Сергей проснулся, оглядываясь, почувствовав во сне чье-то прикосновение. Но никого не было. Прямо на него уставилась, повиснув над деревней, белая полная луна, и отсюда, с сеновала, где он спал, укрывшись старым полушубком, она казалась совсем близкой. Сонный, мерцающий на шиферных крышах свет залил всю деревню, поля и околки; было так хорошо видно вокруг, что он даже различил дальний, еле видимый проселок, тянувшийся серой лентой среди местами скрадывающих его охристо поблескивающих полей. Зинин дом молча белел под луной, каждый колышек штакетника мерцал по-своему неярко, загадочно.

Сергей в последние два года все чаще представлял встречу с Зиной, встречу через столько лет, воспоминания, сближение, нечто удивительное, прежнее. И мучился, ожидая и боясь этой встречи. Невозможно же не почувствовать себя заново счастливым под этим небом, среди лесов тех же самых, среди… Но что же? Вместо прежней Зины увидел уже немолодую, некрасивую женщину, которую с трудом узнал. Эх, время…
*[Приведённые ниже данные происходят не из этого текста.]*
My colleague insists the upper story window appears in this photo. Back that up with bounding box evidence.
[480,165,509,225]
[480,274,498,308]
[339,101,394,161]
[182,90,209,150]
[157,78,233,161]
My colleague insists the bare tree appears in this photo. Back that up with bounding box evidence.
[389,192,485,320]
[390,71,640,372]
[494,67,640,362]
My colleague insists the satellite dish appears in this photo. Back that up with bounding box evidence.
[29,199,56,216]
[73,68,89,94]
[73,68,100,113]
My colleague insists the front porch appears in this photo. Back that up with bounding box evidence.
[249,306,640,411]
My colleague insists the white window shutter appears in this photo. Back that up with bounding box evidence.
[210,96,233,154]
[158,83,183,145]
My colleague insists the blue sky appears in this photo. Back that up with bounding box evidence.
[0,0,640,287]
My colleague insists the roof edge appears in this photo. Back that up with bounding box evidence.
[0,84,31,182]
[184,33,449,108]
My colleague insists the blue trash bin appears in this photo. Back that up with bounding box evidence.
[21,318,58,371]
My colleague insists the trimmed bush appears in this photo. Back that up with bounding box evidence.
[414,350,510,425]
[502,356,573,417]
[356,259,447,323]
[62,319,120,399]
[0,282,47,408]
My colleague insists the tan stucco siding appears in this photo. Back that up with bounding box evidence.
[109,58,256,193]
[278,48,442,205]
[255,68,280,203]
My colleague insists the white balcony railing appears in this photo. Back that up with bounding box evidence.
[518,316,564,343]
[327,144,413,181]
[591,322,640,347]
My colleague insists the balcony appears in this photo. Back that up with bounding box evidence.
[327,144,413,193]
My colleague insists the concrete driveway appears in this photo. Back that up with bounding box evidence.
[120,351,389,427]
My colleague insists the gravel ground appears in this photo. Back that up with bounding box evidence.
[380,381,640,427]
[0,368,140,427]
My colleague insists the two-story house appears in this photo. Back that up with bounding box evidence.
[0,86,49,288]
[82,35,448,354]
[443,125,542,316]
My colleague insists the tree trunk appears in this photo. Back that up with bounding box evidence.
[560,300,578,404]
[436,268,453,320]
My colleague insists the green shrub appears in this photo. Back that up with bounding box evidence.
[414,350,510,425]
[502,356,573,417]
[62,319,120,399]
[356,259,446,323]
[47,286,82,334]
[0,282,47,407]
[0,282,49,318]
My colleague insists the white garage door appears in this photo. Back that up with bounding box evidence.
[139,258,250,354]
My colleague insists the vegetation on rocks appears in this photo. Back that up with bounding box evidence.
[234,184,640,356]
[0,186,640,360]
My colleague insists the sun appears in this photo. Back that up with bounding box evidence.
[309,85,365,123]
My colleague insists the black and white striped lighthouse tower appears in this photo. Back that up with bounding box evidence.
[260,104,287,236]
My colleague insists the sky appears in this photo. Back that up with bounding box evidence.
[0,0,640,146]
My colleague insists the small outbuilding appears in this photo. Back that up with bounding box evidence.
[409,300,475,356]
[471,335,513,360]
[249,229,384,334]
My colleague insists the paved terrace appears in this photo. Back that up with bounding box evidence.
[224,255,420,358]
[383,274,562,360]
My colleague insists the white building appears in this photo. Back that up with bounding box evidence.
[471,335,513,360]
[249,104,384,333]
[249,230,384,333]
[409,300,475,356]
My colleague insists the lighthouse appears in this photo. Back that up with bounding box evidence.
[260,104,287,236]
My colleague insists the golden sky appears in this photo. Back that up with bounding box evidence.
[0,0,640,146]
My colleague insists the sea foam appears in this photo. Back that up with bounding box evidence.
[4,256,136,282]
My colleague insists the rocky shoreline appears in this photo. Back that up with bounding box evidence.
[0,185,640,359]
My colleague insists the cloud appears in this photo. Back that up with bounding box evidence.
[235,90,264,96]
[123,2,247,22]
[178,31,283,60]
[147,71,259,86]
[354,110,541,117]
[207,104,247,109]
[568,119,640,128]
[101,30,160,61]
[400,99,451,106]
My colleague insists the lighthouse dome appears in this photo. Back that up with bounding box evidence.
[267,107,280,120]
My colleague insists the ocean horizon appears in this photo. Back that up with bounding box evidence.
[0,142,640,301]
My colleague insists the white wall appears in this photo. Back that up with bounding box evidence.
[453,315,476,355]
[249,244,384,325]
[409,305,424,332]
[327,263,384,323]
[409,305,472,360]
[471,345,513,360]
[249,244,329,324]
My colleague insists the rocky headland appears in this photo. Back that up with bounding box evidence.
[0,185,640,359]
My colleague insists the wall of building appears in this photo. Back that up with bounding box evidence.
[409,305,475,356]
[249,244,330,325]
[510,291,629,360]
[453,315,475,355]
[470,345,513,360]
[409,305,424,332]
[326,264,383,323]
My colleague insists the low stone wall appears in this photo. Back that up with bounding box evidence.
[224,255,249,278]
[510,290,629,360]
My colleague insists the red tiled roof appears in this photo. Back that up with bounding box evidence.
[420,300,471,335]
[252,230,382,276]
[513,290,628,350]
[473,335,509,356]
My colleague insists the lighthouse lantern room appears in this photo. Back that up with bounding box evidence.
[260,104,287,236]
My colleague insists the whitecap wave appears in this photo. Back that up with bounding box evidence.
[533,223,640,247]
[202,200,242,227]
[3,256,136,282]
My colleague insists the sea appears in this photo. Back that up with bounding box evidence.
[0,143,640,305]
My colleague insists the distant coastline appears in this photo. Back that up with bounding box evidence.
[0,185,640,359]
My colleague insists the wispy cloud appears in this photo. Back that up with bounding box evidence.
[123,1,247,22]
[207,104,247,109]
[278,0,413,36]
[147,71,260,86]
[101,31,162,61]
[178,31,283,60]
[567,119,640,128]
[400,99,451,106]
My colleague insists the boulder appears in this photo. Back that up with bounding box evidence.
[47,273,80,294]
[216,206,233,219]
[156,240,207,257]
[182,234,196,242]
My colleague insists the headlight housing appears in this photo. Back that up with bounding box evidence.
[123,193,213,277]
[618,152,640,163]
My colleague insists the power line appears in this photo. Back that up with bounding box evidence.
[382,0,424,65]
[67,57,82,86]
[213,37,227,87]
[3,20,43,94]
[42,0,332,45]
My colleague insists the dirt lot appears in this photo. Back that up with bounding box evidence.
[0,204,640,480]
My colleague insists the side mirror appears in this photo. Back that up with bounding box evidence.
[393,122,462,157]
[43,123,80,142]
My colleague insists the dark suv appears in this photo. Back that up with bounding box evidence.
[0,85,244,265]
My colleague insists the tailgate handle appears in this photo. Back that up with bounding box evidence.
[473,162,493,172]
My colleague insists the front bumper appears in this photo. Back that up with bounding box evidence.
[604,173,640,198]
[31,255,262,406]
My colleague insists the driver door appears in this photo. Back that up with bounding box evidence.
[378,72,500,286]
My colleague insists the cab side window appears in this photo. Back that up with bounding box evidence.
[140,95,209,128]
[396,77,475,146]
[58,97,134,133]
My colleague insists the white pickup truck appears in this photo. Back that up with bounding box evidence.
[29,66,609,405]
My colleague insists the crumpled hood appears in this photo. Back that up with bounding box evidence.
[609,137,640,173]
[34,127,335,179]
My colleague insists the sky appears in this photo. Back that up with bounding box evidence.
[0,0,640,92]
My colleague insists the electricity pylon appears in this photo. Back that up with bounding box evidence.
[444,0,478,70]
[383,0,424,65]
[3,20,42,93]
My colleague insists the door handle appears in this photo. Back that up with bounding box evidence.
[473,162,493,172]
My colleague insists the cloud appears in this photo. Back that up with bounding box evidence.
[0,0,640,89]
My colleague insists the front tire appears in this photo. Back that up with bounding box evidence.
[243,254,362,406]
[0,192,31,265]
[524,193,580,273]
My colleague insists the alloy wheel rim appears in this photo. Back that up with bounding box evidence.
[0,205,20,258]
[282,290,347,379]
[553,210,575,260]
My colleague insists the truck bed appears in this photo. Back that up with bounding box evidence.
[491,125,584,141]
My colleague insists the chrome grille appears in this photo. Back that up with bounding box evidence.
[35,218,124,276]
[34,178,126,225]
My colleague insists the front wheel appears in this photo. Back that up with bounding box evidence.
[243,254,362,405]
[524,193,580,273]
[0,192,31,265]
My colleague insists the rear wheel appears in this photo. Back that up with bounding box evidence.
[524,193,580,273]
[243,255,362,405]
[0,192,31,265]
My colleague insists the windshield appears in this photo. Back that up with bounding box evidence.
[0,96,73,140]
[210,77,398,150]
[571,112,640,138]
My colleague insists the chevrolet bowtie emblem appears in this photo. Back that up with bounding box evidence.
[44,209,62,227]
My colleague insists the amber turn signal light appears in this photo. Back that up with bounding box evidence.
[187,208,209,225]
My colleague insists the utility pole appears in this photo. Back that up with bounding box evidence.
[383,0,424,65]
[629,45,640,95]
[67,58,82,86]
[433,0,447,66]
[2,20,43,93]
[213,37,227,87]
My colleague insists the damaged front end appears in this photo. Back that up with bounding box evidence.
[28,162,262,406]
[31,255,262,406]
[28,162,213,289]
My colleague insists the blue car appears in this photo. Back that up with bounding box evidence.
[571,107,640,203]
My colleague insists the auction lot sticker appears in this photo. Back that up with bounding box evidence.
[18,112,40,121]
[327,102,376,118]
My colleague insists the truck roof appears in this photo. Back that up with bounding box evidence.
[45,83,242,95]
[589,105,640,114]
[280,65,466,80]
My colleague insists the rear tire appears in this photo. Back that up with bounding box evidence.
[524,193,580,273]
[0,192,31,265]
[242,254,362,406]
Мирошин размечтался. Теперь, как ему казалось, можно довольно холодно смотреть на вещи, явления, размышлять, и нет для него и не будет загадок. Была молодость, красота, а теперь пришла зрелость, потом старость. Природа…

Мысли его текли ровно, неторопливо и чем-то ему самому нравились, нравились эти рассуждения, законченные в своей незыблемой простоте. И чем-то тревожили. Неужели человек, состарившись, покинет навсегда этот дом, землю и вместе со своими мыслями, чувствами исчезнет? Сотни, миллионы людей ходили, пили, ели, любили и ненавидели и — их уже нет? Неужели нет, хотя бы вот тех, которые жили совсем недавно — в прошлом веке? Миллионы людей! Красивые и безобразные, старые и молодые — никого нет. А ведь каждый человек вел себя так, будто ему дана вечность и он проживет по крайней мере миллион лет.

Мирошин, одевшись, спустился на землю. Остановился под тополем, росшим подле колодца, и посмотрел на луну. Тихо было. Лунный свет под тополем пятнами дрожал на земле и был охвачен каким-то торопливым, ознобистым дыханием, словно и его будоражили эти же неспокойные мысли.

Мирошин все думал. Временами ему казалось, что он видит и как будто чувствует одновременно вереницами проходящих перед ним людей прошлого века. Сергей глянул в колодец, дохнувший на него трухлявостью деревянного сруба, и решительно направился в лес.